Il campo era misto, uomini e donne divisi in sezioni e baracche diverse. Le donne che arrivavano venivano a volte stuprate dai soldati e dagli attendenti comuni, le A-27 venivano invece stuprate sistematicamente e quotidianamente, fino a che le loro figure riuscivano a ricordare solo vagamente quelle di una donna.

Io ero stato condannato a cinque anni come nemico del popolo in quanto iscritto a Psicologia, una facoltà che recenti leggi avevano bollato come eversiva. Dopo due settimane di Campo K non avrei scommesso nulla sulla mia vita: non ho mai avuto una gran tempra e non potevo sopravvivere all’inverno. No. Non avrei scommesso nulla sulla mia vita. Fino a quella mattina.

 L’ufficiale mi fece salire su una vecchia jeep e in pochi minuti arrivammo alla struttura in mattoni adibita a ospedale del Campo K. Due attendenti mi portarono nelle docce, mi fecero spogliare e mi disinfestarono dalle pulci. Poi mi fecero lavare e mi diedero dei vestiti puliti, un camice bianco, degli stivali imbottiti e un cappotto rivestito in pelliccia. Non feci domande. Il destino mi stava regalando una nuova vita. Seguii gli attendenti per i cupi corridoi dell’ospedale fino alla porta di un ufficio. Uno di loro la aprì e mi fece cenno di entrare dicendomi: «Da adesso sei l’assistente del dottor Nash».

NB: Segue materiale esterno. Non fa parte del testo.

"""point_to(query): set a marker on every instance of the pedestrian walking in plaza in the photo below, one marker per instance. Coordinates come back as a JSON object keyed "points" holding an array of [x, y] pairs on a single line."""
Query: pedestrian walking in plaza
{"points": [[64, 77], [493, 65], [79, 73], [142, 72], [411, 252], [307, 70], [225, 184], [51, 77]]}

Entrai. Di fronte a me, seduto dietro una scrivania disordinata, c’era un uomo basso e calvo di una quarantina d’anni, con il camice stazzonato e sporco. Era ubriaco, e si stava versando della vodka liscia in un piccolo bicchierino che poi mandò giù tutto di un fiato. Mi guardò distrattamente e mi chiese, in inglese, se avessi conoscenze di psicologia, e se capissi l’italiano. Risposi affermativamente a entrambe le domande. La psicologia mi aveva fatto precipitare in quell’inferno ghiacciato, e in quanto alle lingue, oltre al tedesco, parlavo correttamente inglese, francese e italiano. Il dottor Nash si alzò barcollando e mi disse: «Vado a visitare i miei pazienti. Metti in ordine qui dentro e dai una pulita. Da oggi sei il mio assistente. Da stasera, forse, qualche altra cosa. Ti occuperai del detenuto 64543.»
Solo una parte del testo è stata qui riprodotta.